A wilting rose, wrinkling skin, greying hair, all of these remind one fact: Impermanence. Has this fact of life ever troubled you? Disturbed you deeply? If yes then you are lucky, because in you a Buddha can be born. Siddhartha (the young Buddha) was deeply perturbed by the scenes of a sick person, an old man and a dead body.
But our mistake is that we do not accept the change. Why do we resist change? It is because we are afraid of losing the beautiful experience of life. The fear of the uncertainty of the new drives us to resist change. On the contrary if permanence were the nature of life, then what if pain, frustration, displeasure, and disappointment & a whole host of unpleasant experiences continue ad infinitum? That would be stuck in hell.

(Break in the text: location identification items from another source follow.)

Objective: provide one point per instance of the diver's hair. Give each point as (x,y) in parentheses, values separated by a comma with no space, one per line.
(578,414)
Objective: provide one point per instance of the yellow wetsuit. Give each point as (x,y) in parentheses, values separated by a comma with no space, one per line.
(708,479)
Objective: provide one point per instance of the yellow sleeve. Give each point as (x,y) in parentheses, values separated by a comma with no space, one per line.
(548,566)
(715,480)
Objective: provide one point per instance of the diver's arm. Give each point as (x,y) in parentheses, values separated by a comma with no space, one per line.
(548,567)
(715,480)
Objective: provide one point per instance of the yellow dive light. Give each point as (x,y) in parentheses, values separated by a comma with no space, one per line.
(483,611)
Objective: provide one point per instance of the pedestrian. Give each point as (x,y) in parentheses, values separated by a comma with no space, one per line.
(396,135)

Buddha taught the Pratitya Samutpada Sutra which said,” This is because that is. if this is not, then that is not.
”True happiness is sourced in wisdom that everything changes. As life throws up more and more experiences, your perceptions keep changing. Love, affection, friendship do continue thru life, but they too take on changes life brings on them and evolve with time. As we observe the truth of what Buddha spoke, we come to peace with ourselves. Who have to blame? Some deep-rooted anguish, disappointments and yearnings lose charge over us as this wisdom dawns on us. All of us want absolute power over everything.
How do you think our thirst could be ever quenched? It can be only appeased. Hence, Buddha spoke of freedom as the appeasement of all obsessions. Our obsessions can be appeased when we see what life is at this moment; it is not the next moment. A rose is not a rose if it stays forever.